Which is the best LLM for prompting QML code (featuring DeepSeek v3)
哪种LLM是提示QML代码的最佳LLM(具有DeepSeek v3)
February 05, 2025 by Peter Schneider | Comments
2025年2月5日作者:彼得·施耐德|评论
Claude 3.5 Sonnet is the best LLM to write QML code when prompted in English. If you want to know why we reached this conclusion, keep reading.
Claude 3.5 Sonnet是在英文提示下编写QML代码的最佳LLM。如果想知道我们为什么得出这个结论,请继续阅读。
The QML100 Benchmark
QML100基准
Like the QML100FIM Benchmark we described in a previous blog post, we developed a benchmark for prompted code generation. These benchmarks help us guide our customers and adjust our fine-tuning work.

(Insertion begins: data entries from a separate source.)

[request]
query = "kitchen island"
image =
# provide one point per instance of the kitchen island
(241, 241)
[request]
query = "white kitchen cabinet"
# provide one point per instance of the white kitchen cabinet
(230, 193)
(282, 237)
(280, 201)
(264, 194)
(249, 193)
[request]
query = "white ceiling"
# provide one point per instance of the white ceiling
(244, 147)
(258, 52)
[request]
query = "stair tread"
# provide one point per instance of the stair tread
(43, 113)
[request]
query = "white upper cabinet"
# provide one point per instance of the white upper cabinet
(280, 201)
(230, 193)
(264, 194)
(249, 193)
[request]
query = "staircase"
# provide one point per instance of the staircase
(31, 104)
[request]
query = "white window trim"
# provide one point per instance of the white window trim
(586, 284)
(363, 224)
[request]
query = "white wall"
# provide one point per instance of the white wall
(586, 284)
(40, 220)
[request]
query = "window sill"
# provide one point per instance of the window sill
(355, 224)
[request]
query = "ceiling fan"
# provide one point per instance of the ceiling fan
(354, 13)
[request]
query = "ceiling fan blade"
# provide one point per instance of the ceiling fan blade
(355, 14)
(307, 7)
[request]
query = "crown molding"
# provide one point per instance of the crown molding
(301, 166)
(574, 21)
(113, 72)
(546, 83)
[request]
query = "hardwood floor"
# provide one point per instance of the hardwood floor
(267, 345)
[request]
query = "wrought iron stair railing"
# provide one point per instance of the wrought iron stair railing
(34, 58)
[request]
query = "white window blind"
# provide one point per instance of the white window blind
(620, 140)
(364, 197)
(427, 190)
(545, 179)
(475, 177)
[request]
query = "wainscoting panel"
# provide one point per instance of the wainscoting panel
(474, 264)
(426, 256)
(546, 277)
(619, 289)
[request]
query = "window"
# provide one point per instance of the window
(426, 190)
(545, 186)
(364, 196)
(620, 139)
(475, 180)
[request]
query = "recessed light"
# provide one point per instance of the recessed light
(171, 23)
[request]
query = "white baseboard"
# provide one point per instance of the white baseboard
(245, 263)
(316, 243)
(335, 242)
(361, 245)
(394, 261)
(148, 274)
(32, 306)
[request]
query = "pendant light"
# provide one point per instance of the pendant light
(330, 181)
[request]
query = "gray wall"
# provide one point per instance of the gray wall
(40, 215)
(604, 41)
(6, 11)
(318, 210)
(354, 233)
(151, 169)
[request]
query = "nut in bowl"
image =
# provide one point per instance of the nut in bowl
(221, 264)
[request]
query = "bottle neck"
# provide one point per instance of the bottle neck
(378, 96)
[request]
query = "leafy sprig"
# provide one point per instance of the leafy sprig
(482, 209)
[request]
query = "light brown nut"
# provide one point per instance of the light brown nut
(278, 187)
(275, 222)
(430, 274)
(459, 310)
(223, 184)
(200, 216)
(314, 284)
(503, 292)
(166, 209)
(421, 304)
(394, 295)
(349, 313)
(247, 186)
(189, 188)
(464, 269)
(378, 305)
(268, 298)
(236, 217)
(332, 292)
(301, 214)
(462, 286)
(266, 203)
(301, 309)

与我们在之前的博客文章中描述的QML100FIM基准一样,我们开发了一个用于提示代码生成的基准。这些基准帮助我们指导客户并调整我们的微调工作。
What tasks does the QML100 Benchmark contain?
QML100基准测试包含哪些任务?
The QML100 Benchmark contains 100 coding challenges in English, such as "Generate QML code for a button that indicates with a change of shadow around the button that it has been pressed.”
QML100基准测试包含100个英文编码挑战,例如“为按钮生成QML代码,通过按钮周围阴影的变化表示按钮已被按下。”
The first 50 tasks are focused on testing the breath of QML knowledge, covering tasks on most of the Qt Quick Controls. They include coding challenges for common components such as Buttons and less common controls such as MonthGrid.
前50个任务侧重于测试QML知识的广度,涵盖了Qt Quick控制的大部分任务。它们包括常见组件(如按钮)和不太常见的控件(如MonthGrid)的编码挑战。
The next 50 tasks cover typical UI framework applications such as "Create QML code for showing a tooltip when the user hovers with the mouse over a text input field.” or “Create QML code for a behavior of a smooth animation every time a rectangle's x position is changed.”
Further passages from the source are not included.